The aim of the expedition was to discover a sea route connecting the Atlantic and Pacific oceans via the Northwest Passage. An easily traversable route would lead to faster and more efficient trade with Asia.
As their expedition rapidly dissolves from revolutionary to pure disaster, Captain Fitzjames’ confident façade crumbles and he makes a solid enemy with his higher ranking and far more experienced Captain Crozier. And to top this off, various personal secrets of Fitzjames unravel almost as fast as the expedition itself.
Was Captain James Fitzjames a real person?
Tobias Menzies' character on The Terror is based on the historical figure Captain James Fitzjames.
Born in 1813, Fitzjames was just 32 years old when he joined the Franklin expedition as the third highest-ranking member of the crew.
Although he was brought up by the Rev.

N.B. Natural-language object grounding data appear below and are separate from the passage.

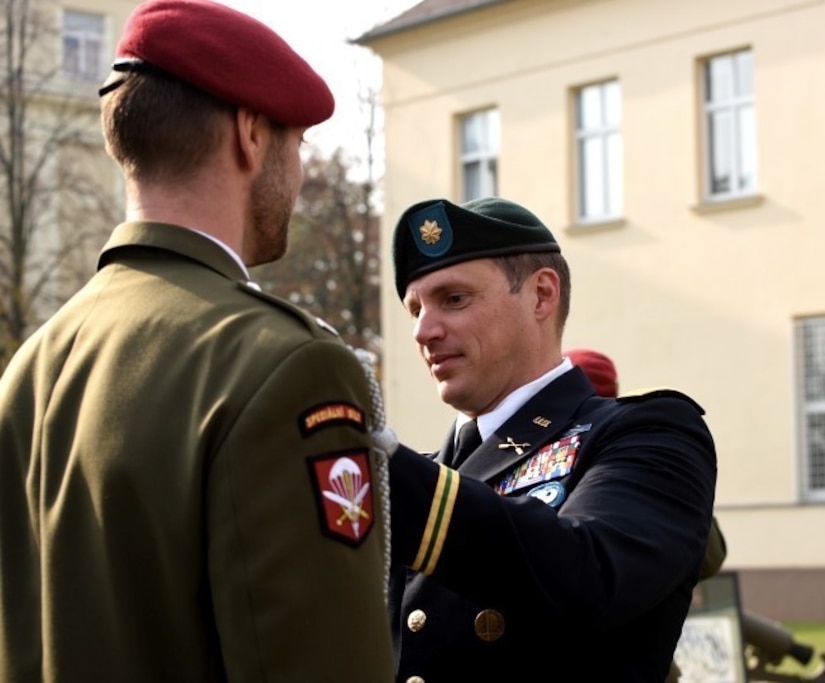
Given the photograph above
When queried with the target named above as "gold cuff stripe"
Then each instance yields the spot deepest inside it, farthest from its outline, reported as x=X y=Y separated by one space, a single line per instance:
x=441 y=511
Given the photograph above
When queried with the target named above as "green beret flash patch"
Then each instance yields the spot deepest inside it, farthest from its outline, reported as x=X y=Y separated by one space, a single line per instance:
x=431 y=230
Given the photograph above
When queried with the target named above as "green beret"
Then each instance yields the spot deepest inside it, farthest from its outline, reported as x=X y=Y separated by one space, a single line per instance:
x=436 y=233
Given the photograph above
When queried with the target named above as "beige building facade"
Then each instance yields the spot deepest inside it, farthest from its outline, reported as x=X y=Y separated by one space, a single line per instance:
x=60 y=53
x=677 y=151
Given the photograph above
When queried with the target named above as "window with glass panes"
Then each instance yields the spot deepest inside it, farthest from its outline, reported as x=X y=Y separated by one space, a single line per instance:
x=599 y=152
x=729 y=126
x=479 y=154
x=810 y=338
x=82 y=45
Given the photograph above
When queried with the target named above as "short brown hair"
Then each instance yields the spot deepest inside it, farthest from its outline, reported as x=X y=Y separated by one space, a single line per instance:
x=157 y=127
x=519 y=267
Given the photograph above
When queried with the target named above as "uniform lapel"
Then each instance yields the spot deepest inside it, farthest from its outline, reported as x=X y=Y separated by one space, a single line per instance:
x=543 y=418
x=445 y=455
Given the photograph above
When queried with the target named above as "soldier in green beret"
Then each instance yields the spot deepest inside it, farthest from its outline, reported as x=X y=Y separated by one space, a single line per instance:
x=187 y=481
x=557 y=534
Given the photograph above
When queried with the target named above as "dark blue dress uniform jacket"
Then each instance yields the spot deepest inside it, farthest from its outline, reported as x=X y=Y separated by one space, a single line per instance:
x=589 y=581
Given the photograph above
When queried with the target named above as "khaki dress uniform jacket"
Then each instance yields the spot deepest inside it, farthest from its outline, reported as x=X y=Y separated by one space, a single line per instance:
x=564 y=549
x=166 y=442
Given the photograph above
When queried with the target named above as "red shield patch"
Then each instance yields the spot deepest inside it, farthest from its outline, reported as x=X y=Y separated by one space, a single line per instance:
x=343 y=489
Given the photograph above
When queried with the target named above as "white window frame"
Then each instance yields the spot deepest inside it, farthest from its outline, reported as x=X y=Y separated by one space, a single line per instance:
x=479 y=135
x=86 y=32
x=810 y=364
x=599 y=152
x=729 y=126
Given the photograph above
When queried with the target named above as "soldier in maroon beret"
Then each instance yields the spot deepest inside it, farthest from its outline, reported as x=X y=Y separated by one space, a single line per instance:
x=189 y=482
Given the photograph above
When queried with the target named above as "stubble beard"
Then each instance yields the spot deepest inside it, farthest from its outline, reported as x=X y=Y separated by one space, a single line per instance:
x=273 y=201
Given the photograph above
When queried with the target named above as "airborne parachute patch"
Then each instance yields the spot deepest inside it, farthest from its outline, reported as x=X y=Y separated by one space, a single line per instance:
x=343 y=491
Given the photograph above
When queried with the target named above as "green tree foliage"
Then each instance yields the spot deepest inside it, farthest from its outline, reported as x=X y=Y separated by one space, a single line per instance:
x=332 y=267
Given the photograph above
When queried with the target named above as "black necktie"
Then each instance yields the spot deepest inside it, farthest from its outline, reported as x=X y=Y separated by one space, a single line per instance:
x=468 y=440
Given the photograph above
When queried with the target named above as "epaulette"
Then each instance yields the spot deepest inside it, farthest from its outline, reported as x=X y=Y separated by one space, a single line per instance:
x=310 y=321
x=657 y=392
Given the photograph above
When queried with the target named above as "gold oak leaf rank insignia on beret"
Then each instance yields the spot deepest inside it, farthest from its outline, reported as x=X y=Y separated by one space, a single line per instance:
x=436 y=233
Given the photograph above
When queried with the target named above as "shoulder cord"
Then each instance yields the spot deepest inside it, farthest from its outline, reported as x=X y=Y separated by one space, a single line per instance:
x=385 y=443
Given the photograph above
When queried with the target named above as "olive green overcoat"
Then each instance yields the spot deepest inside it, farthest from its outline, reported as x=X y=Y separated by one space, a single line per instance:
x=186 y=487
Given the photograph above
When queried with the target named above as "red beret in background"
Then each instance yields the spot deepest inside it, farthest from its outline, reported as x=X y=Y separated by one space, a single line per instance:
x=599 y=369
x=229 y=55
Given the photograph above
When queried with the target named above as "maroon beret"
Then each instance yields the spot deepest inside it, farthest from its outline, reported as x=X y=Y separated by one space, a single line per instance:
x=229 y=55
x=599 y=369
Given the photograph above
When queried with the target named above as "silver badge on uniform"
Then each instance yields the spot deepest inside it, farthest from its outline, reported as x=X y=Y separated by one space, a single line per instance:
x=551 y=493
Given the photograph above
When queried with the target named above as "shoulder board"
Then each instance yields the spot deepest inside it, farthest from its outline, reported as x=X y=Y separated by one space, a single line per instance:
x=657 y=392
x=310 y=321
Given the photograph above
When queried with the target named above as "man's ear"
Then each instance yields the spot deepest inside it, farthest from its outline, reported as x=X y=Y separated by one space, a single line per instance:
x=252 y=134
x=548 y=292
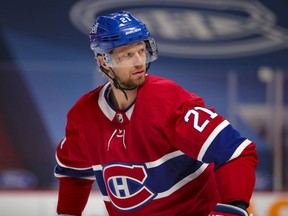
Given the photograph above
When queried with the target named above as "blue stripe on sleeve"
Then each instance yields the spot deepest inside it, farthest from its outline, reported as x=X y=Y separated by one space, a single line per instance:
x=64 y=171
x=223 y=146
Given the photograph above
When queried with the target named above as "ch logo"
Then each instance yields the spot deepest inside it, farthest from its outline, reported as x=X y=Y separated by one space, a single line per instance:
x=126 y=186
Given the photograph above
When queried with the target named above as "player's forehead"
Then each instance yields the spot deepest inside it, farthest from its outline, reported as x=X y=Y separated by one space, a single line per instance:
x=129 y=48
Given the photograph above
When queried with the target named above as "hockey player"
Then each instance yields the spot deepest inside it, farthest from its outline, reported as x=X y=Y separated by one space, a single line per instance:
x=153 y=147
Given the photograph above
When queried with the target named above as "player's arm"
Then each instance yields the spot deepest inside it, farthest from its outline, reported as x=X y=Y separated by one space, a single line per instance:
x=206 y=136
x=74 y=172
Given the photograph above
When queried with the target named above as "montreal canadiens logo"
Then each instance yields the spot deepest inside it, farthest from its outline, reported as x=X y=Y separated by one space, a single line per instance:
x=126 y=186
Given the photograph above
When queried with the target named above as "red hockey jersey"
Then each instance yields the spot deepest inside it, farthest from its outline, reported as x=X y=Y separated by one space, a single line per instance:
x=167 y=154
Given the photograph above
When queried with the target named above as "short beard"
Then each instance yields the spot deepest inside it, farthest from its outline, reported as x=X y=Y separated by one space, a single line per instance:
x=132 y=84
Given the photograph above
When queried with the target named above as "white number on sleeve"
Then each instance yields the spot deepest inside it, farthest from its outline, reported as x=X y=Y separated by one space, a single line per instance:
x=195 y=112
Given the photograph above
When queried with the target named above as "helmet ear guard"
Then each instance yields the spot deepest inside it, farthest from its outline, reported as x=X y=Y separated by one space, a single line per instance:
x=120 y=29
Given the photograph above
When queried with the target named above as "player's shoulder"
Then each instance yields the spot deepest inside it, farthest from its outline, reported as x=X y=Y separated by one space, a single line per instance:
x=87 y=102
x=163 y=87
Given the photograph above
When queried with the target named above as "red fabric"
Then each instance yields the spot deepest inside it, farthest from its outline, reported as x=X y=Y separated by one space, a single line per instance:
x=232 y=179
x=213 y=213
x=73 y=195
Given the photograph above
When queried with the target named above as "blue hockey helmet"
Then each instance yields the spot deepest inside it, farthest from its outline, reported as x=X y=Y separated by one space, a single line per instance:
x=120 y=29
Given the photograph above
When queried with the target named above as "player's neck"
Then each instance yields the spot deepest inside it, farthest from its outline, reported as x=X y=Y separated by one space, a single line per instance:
x=119 y=100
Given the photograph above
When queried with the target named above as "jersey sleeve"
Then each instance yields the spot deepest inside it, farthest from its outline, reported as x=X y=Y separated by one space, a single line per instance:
x=206 y=136
x=74 y=172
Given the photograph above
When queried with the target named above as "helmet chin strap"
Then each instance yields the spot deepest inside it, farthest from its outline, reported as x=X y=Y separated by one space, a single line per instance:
x=116 y=83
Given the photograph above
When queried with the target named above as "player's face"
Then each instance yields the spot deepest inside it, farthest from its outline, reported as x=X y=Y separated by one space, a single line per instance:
x=129 y=64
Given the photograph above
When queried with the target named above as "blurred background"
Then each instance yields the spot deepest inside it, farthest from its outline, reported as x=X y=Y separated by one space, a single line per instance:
x=232 y=53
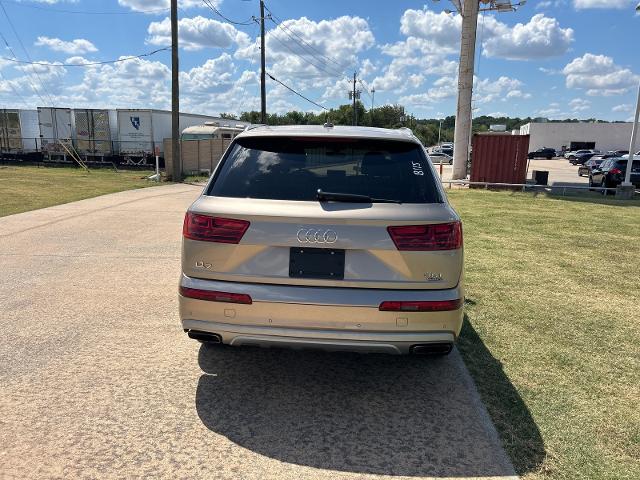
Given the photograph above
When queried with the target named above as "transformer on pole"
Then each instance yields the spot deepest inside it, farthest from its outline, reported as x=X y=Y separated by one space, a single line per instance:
x=462 y=136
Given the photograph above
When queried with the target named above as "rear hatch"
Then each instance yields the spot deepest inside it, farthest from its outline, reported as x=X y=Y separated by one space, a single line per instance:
x=379 y=221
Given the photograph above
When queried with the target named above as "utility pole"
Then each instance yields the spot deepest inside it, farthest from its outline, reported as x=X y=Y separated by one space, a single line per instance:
x=355 y=112
x=373 y=96
x=263 y=88
x=634 y=136
x=465 y=88
x=175 y=96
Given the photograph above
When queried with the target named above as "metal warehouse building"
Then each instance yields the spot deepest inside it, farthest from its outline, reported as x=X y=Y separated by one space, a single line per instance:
x=578 y=135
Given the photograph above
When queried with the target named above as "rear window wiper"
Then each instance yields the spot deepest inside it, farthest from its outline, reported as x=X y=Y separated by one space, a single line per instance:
x=350 y=198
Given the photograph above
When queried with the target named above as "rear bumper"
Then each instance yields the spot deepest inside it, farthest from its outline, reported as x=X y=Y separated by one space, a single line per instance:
x=320 y=317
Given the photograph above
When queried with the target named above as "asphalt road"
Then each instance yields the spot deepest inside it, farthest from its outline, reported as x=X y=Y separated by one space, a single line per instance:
x=99 y=381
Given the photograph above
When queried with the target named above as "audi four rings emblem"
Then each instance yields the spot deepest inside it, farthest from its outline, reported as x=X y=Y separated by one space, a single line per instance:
x=313 y=235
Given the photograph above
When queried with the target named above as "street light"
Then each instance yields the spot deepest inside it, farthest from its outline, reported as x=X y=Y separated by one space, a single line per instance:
x=632 y=145
x=462 y=133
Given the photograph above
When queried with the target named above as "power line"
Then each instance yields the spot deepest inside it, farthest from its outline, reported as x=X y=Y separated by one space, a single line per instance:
x=18 y=94
x=365 y=88
x=84 y=12
x=227 y=19
x=324 y=66
x=44 y=88
x=28 y=77
x=297 y=93
x=243 y=85
x=87 y=64
x=302 y=40
x=318 y=66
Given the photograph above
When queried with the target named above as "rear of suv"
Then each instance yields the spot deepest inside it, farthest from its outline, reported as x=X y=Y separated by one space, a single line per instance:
x=337 y=238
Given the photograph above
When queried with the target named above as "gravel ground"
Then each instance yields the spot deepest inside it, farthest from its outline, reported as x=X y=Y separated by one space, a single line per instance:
x=99 y=381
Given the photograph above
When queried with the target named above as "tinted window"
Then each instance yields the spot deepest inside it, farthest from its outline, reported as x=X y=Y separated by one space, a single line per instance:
x=294 y=168
x=622 y=163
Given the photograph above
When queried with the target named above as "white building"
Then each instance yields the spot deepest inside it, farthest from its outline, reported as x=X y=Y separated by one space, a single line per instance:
x=575 y=136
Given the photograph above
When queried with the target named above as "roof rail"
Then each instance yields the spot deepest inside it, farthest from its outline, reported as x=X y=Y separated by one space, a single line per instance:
x=406 y=130
x=255 y=125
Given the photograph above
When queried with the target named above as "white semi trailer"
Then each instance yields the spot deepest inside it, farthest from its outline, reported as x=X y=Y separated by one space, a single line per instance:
x=95 y=131
x=140 y=131
x=19 y=131
x=55 y=130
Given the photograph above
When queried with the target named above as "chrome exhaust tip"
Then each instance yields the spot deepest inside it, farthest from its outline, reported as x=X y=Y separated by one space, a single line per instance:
x=204 y=336
x=431 y=349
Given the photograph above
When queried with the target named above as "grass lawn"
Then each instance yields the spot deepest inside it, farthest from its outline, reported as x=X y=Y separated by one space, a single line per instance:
x=552 y=336
x=28 y=188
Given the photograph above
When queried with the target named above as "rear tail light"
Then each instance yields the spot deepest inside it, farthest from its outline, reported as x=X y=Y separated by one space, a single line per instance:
x=214 y=296
x=213 y=229
x=427 y=306
x=439 y=236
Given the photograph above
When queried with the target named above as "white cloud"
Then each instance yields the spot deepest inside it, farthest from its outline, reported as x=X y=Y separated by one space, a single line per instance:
x=585 y=4
x=541 y=37
x=73 y=47
x=517 y=94
x=430 y=32
x=625 y=107
x=579 y=104
x=197 y=33
x=308 y=50
x=155 y=5
x=599 y=75
x=213 y=76
x=442 y=29
x=488 y=90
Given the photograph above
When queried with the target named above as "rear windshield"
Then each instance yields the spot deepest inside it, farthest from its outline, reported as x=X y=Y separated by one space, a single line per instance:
x=294 y=168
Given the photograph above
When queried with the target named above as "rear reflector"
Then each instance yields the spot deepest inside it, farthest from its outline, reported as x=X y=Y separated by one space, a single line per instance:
x=428 y=306
x=438 y=236
x=213 y=229
x=213 y=296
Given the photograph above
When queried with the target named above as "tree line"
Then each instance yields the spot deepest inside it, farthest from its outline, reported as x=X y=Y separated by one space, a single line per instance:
x=389 y=116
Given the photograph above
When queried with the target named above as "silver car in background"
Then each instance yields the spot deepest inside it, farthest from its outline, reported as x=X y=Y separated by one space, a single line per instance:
x=336 y=238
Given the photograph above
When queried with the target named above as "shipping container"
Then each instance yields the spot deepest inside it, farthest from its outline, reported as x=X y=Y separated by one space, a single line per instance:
x=141 y=131
x=94 y=130
x=19 y=131
x=55 y=129
x=499 y=158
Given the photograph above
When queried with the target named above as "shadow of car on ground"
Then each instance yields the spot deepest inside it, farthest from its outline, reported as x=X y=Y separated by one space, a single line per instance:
x=373 y=414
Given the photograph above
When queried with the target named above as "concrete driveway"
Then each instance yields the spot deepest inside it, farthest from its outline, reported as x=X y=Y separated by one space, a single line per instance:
x=99 y=381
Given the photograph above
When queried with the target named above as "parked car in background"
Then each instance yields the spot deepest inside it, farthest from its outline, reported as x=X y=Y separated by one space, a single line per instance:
x=580 y=158
x=572 y=155
x=335 y=238
x=441 y=157
x=446 y=150
x=584 y=170
x=618 y=153
x=544 y=152
x=612 y=171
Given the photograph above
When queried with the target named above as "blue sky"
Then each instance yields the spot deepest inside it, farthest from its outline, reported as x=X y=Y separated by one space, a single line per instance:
x=552 y=58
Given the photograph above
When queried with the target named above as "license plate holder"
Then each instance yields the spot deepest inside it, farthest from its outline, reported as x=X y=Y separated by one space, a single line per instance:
x=320 y=263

Robert Coningham and his wife, the philosopher and poet Louisa Capper, it has recently emerged that Fitzjames was actually the illegitimate son of naval officer Sir James Gambier; the identity of his mother has never been revealed.
Great lengths were taken to disguise what was then seen as a shameful secret, and he was raised in wealthy surrounding having lived at various country estates across Hertfordshire throughout his early years.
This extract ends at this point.